Is there another name for pork butt?  I went to super walmart and scoped the meat section and didnt see anything called pork butt.

Thanks.


----------



## Finney

Boston butt = Boston roast = pork butt roast = pork shoulder Boston butt = Boston-style shoulder = Boston shoulder = Boston-style butt = fresh pork butt   

Notes:  This economical, rectangular roast is the cut of choice for pulled pork barbecue, since it's marbled with enough fat to keep the meat moist while cooking.  You can buy it bone-in or boneless.


----------



## TheCook

Thanks Fin.  Those dont sound familiar.  I did see Pork Roast and Pork Loin though.  I guess Pork Roast is it.  I didnt see anything with the word "butt" in it.

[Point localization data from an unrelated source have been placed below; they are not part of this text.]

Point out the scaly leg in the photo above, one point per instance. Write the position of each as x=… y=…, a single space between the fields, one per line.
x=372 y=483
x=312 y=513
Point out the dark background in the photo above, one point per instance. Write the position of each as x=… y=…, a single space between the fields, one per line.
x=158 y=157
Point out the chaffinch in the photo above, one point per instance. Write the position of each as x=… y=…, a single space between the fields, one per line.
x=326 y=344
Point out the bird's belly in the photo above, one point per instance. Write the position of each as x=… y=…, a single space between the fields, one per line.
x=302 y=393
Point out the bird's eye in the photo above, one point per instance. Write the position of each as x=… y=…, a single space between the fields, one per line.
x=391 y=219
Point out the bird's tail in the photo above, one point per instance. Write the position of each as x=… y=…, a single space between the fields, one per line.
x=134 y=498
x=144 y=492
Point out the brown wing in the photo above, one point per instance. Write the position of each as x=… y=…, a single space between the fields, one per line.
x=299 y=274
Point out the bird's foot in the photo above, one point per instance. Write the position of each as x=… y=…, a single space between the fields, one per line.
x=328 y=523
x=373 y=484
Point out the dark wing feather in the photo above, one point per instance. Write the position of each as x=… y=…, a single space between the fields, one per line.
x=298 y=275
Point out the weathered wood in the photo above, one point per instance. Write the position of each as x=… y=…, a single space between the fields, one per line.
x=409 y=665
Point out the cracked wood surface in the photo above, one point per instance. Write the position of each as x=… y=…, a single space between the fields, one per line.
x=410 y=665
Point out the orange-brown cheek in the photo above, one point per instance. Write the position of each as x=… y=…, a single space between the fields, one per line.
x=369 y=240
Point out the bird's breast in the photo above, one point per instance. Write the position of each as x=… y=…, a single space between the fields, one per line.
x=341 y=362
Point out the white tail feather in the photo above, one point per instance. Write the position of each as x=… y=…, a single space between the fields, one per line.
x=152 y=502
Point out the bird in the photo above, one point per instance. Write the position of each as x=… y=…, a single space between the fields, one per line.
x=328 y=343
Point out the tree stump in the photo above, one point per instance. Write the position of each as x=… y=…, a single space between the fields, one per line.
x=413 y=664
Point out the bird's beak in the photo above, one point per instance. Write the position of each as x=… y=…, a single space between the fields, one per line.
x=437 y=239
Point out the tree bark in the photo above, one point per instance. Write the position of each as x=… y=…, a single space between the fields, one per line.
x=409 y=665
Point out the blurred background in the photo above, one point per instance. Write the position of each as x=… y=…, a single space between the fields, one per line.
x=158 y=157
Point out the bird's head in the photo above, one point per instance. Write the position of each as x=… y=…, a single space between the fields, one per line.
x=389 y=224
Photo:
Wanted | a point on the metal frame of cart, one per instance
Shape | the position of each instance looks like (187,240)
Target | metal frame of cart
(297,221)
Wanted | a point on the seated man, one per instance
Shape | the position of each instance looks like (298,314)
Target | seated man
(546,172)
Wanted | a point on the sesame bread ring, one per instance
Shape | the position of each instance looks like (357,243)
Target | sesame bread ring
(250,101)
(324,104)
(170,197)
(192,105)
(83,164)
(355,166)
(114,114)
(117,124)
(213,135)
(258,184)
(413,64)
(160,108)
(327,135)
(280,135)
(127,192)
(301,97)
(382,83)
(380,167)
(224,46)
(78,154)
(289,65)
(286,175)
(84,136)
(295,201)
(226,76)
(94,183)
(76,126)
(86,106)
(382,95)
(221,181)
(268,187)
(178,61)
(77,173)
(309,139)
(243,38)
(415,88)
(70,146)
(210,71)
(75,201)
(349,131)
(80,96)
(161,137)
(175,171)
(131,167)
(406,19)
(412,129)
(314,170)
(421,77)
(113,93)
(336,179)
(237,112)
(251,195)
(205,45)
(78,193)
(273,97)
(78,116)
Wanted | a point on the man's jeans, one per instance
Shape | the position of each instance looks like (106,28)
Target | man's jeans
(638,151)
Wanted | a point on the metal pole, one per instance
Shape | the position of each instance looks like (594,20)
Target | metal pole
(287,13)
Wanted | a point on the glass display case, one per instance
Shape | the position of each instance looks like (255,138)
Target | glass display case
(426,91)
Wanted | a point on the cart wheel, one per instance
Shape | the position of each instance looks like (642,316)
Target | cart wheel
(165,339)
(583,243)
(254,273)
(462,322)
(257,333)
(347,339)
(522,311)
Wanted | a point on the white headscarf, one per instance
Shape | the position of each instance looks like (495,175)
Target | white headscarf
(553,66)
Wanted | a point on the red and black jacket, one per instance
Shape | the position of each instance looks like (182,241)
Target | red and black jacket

My next smoker event (after my two briskets coming this Wed.) will be pork.  Those pulled pork w/ slaw sandwiches you guys talk about sound REALLY good!


----------



## TheCook

gjabo178 said:
			
		

> Word on the street is that Walmart sells meat that have been enhanced.
> You might want to steer clear of Walmart for your meat purchases...
> -Greg



Thanks for theheads up.


----------



## cleglue

I forgot what Walmart calls their boston butt.  Maybe shoulder butt.  Here is a site I found awhile back.

http://www.theotherwhitemeat.com/aspx/a ... ulder.aspx


----------



## Captain Morgan

just ask the butcher for pork shoulder or a butt section.  they know what it is.  The whole pork shoulder contains the butt and the picnic sections.
Both can be used for pulled pork, although a lot of people will slice
the picnic section.


----------



## Captain Morgan

There should be a button that rings a bell or buzzer...someone will come.
I promise you they'll know or find someone who does...it's not an exotic cut or anything.  Sam's club certainly has em cheaper.  got a membership to any big box stores?


----------